Defne! Ah defne! Yani normal şartlar altında sana kızmak,
seni şöyle bir güzel sarsmak istiyorum ancak yapamıyorum. Ama anacım iki kere
çarpıştığın, 3 dakikada sana Usain Bolt hızı ile koşan piis Deniz’e kendini
tanıttıktan sonra adını sormayı nasıl akıl edemedin? Tam sana buradan kızıp
puan kıracakken “Defne is here” duruşunla ekstra yıldızlı pekiyi veriyorum.
Evet, sen biraz zor torbaya düşmüşsün, rakibin de Real Madrid amma sahalarda
görmek istediğimiz hareketlerle döndün. Yani bir insana ihtiras, fesatlık bu
kadar mı ekstra large gelir! Tüm bunlara rağmen aşkın gücü işte, 10 kaplan
gücünde kıskançlık yüklendi bünyen! En
başından beri beklediğimiz, sen kendini anlat, sevgini göster diye kurdeşen
döktüğümüz tüm o günlerin acısını çıkardın! Sonunda sarıldın da “sakın ha
gitme” dedin ya sevdiceğine içimin yağları eridi! Milyonlar tek yürek “Hepimiz
Defne’yiz!” diye haykırdık.
İz’ninizle ben bir on tur göbek atıp geleceğim. Ömer “O iz
silindi çoktan” dedi ya, gözyaşları sel oldu aktı. İtiraf ediyorum ki bu bölüme
kadar İz’den nefret edemiyordum. O da en az Defne kadar gerçek gerçekti çünkü. Elbette
birbirinden tamamen zıt karakterler ama İz’in özgüveni, gerçekliği beni
nefretten uzak tutuyordu. Ancak bu bölümde 9 kusurlu hareketler listesine giriş
yaptı. Kadın mübarek Konya Ovası
genişliğinde, istenmeyen leke oldu başımıza! Mahalleye girmeler, Defne’yi
köşeye sıkıştırmaya kalkmalar falan. "O
ne özgüven İz Hanım?” derken buldum kendimi. Kaçak dövüşmeye, masum Defne’mizi
hor görmeye başladı. “I HATE YOU SİNSİRELLA” diye haykırmak istedim İz’in
suratına. Neyse ki Ömer sonunda ondan beklediğimiz net duruşunu sergiledi de biz de rahat bir nefes aldık!

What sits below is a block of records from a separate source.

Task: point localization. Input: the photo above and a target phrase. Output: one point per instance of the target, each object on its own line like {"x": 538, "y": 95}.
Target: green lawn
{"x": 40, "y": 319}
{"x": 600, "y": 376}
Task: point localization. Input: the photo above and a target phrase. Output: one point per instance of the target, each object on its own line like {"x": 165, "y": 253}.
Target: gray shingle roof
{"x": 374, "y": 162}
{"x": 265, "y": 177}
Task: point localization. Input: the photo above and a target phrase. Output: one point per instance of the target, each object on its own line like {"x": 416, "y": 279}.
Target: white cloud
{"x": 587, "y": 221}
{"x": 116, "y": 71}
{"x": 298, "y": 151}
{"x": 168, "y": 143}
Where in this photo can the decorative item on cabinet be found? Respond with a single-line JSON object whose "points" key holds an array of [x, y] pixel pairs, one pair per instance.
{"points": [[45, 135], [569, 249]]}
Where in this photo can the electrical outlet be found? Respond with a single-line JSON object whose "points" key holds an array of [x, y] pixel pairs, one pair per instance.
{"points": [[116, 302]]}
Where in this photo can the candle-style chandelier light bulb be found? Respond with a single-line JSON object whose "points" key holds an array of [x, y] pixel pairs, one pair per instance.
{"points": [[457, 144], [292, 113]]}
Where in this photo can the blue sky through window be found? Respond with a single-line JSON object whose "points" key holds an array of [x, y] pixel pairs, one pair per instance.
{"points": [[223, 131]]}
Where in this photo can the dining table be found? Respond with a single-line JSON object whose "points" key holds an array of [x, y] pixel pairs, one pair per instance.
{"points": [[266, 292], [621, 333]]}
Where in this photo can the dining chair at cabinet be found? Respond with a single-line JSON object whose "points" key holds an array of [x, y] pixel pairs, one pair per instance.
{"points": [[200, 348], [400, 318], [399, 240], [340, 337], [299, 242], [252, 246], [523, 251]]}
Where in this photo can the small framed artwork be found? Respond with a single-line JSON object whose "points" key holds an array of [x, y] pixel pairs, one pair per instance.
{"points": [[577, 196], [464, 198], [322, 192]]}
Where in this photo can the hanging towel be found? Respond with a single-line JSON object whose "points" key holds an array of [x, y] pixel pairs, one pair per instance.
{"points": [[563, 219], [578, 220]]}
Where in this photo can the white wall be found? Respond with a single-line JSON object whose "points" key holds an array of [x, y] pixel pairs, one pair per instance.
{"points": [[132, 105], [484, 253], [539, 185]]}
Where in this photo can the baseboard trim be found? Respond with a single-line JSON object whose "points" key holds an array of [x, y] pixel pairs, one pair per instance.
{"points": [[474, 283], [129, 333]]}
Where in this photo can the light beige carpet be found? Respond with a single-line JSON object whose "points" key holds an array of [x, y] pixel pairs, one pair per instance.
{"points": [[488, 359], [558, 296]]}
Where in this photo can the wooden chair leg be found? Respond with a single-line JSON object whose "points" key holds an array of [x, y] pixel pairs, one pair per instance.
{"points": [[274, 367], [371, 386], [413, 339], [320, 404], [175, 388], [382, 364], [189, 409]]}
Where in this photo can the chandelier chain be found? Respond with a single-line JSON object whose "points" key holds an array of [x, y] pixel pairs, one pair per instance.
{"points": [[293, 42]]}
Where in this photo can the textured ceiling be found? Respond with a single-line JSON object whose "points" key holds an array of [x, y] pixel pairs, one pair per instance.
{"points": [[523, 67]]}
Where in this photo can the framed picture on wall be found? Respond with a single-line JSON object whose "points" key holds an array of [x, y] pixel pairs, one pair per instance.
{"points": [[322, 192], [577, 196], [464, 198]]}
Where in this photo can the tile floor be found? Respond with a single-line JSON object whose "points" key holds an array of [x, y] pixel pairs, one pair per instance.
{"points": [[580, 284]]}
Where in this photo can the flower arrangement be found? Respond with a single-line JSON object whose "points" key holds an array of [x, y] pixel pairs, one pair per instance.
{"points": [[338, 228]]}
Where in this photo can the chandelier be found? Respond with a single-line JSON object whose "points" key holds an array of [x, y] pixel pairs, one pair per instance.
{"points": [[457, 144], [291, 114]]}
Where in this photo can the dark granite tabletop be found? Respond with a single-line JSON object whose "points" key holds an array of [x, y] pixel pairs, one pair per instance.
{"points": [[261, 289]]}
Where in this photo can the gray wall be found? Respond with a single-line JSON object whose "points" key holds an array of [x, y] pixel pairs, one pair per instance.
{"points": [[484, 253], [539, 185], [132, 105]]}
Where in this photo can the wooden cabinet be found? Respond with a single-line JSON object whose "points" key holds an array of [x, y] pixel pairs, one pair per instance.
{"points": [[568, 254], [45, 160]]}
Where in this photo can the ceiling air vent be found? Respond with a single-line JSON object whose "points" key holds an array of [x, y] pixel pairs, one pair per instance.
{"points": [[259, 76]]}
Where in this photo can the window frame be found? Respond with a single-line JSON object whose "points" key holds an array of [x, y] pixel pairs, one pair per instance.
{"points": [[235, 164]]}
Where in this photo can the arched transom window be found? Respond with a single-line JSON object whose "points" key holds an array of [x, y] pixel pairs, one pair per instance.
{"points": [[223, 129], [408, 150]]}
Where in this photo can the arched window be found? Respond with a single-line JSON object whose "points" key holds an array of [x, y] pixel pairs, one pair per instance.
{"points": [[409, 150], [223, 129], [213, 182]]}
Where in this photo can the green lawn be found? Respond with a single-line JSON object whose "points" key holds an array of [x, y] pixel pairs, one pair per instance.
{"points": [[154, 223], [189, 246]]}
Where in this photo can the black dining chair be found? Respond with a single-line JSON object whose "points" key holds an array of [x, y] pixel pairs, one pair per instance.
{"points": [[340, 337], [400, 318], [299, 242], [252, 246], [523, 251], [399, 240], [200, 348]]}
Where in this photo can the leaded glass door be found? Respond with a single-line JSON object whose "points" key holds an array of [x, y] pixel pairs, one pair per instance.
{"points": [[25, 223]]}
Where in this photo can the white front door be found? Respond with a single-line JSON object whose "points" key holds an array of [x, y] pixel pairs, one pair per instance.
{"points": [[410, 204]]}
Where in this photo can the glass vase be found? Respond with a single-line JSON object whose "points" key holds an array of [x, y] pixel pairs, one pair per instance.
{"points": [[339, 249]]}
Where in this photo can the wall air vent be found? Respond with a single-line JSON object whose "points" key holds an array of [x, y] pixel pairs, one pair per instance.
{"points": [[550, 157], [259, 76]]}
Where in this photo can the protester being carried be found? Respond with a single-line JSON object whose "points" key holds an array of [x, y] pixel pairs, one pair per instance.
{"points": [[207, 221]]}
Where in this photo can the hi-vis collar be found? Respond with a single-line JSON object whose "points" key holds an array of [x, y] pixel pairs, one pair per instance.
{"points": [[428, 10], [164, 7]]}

Son Kış Bükücü Deniz Efendi, gıcıklık zirvesine emin
adımlarla tırmanıyor. Yasemin’i bile kendinden şüphelenecek duruma soktu. Defne
ile ilgili aklında elli bin tilki dönüyor onu fark ettik zaten ama bakalım
nasıl bir yol izleyecek?
Koray Sargın! Gülmekten
karnıma kramplar girdi. Bir insana patron olmak bu kadar mı yakışır? Küçük
müçük asıl olay ortaklığın Korişi’m. Genç Koray meğersem Passions’in gizli
kahramanıymış da haberimiz yokmuş! Ama iki arada bir derede kalmak deyiminin
sözlük anlamı oldun be Koriş! Senin o naif, sanatçı kişiliğine ağır geldi bu
yük! Sude’ye danışarak iyi mi ettin yoksa bir çuval inciri berbat mı ettin
karar veremedim ama olsun sen aurandaki ışıkla yoluna sokarsın her şeyi!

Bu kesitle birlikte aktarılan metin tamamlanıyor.